Why make your own fishcakes? A big problem with supermarket Thai fish cakes is that they have invariably been produced using an industrial version of a food processor. You can never get the correct texture using a food processor regardless of the fish that you use. This is something you do by hand in a mixing bowl. You can also use a kneading attachment in a food mixer. The taste will also be far superior to anything you can buy, hopefully that will be reason enough so let’s get started!
These are the ingredients you will need. This will make around 36 to 40 Thai fish cakes so adjust the quantities if you want to make more or less. Once cooked, they freeze well and can easily be reheated if you prefer to make a larger batch.
1 packet of Red Curry paste.
800 g Rainbow Trout fillets.
300 g Green beans
10g of Kaffir lime leaves
20 g Cornflour
10g Sea salt
Thai Sweet Basil for decoration (optional).
Vegetable Oil for frying.
Use a spoon to scrape the flesh away from the skin as shown in the picture below. Or not! It’s easier to do this starting from the tail, I was having a bad day:-)
Place the fish scrapings in the bowl along with the sea salt and knead to a paste. I find the best way to do this is by hand, using plastic disposable gloves if available. You could also do it with a spatula or wooden spoon or the kneading attachment of a food mixer. Just avoid the food processor! If doing this by hand it will take about five minutes until the mixture starts to thicken and get sticky.
Add the eggs, cornflour and curry paste and mix together until thoroughly blended. Leave the mixture to stand whilst chopping the kaffir lime leaves and green beans.
Prepare the kaffir lime leaves by rolling several of them together and then chopping them finely into strips with a sharp knife as in the picture below.
Chop the green beans finely.
Add the kaffir lime leaves and the green beans to the fish mix.
Stir the mixture again until firmly blended and then store for two or more hours in the fridge. This will make the mixture easier to handle.
If you want to make flat fishcakes you can form them into round discs as shown below.
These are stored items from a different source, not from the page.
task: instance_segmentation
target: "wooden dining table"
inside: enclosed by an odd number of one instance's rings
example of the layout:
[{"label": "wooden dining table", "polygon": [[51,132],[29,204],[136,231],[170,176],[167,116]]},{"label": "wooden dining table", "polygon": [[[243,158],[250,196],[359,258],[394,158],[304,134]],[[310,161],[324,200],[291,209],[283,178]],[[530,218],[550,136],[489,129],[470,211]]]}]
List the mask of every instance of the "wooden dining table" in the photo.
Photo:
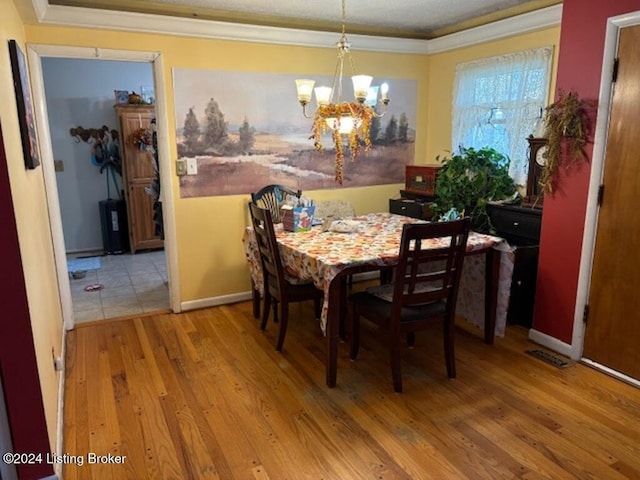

Keep your hands moistened with a little water while doing this.
I make them in batches of about 6 at a time and cook them in hot oil for a few minutes, turning once before draining on kitchen paper. Don’t overcrowd and cook too many at one time.
You can also form them into round balls and place them on skewers and cook under a medium hot grill brushing with oil from time to time.
Whether you’re making fish balls or fishcakes, you can make these ahead of time and then reheat in an oven at 180°C for about 6 to 8 minutes. In the picture below I have garnished the fishcakes with flash fried Thai sweet basil leaves. These are normally available in Waitrose if you want to do likewise. Serve with sweet chilli dipping sauce. I find Blue Dragon brand to be quite tasty. Depending on how hot you like your sweet chilli sauce they make an “Original” and a “Hot” version.